No one reading this should be surprised that learning and change are a designer’s constant companion. But designers should recognize the value of major shifts of focus and the impact those experiences can have on careers and personal lives. One thing that I push myself to do—unless it is literally silly or impossible—is when asked to do something new and scary, I say, “Yes.” These opportunities often involve tremendous effort and are not financially rewarding, but the learning opportunities have been invaluable.
Past examples include: accepting nominations for leadership positions, launching volunteer-run non-profit organizations, chairing award shows, public speaking, or even writing for industry magazines. Few of these were directly related to my firm, and they were all terrifying in many ways, but by stepping up to the task and muscling my way through I learned tons in the process.

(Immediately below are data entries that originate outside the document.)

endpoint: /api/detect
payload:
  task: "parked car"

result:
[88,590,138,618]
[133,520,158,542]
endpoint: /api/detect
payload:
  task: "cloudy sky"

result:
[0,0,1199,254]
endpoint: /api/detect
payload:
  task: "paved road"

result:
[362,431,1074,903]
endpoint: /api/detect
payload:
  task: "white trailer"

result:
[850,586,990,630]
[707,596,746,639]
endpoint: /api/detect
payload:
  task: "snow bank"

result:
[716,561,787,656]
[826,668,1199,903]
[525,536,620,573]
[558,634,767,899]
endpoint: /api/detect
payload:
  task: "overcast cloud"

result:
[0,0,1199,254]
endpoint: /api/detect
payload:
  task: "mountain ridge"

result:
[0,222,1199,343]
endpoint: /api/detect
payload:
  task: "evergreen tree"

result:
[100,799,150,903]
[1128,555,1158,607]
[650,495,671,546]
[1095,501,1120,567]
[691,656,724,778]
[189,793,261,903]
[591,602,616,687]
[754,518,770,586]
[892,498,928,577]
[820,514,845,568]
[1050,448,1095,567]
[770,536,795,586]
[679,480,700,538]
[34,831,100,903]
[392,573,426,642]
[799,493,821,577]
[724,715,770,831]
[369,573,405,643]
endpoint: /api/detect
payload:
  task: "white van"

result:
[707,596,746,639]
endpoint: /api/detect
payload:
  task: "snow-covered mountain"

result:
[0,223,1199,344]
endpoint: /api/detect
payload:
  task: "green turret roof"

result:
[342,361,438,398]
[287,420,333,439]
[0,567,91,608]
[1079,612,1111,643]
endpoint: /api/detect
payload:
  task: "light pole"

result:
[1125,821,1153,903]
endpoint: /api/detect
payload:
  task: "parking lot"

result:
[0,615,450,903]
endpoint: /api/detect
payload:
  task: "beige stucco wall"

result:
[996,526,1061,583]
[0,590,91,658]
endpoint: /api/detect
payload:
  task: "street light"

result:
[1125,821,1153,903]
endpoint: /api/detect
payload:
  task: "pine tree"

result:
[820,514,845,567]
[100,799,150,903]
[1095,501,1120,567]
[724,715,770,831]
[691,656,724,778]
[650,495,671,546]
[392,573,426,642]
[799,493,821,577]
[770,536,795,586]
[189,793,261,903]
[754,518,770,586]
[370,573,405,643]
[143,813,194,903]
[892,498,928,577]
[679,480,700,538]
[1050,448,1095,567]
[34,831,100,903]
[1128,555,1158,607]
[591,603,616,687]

Sure, not everyone is suited to saying yes to scary opportunities. Some folks quietly seek less dramatic career paths, and that’s okay. But it doesn’t negate the need to stretch, learn and evolve as the design industry (and the world) changes.
Every time I dive into something new I emerge feeling smarter, stronger and happier. Yes, happier. Had my friend been more otivated to live like a designer, seeking out opportunities to dive headlong into learning and reinvention, I suspect she’d be happier in her job and relationship. Life reboot not required.
Speaking of reinvention, I’d like to offer congratulations to the new owners of Designedge. I view this as the beginning of a new era, and I’m excited by the potential of this relaunch. I also challenge the new team to own the word “edge” in the name by embracing this opportunity to be more than merely a news, trends and awards publication. I hope to see a nation-wide dialogue about issues that are important to the design industry, one aimed as much outwardly to the broader public audience we serve as inwardly on topics we are frankly growing tired of hearing about.
Together let’s reinvent Designedge and the Canadian design industry itself and enjoy the happiness it will bring.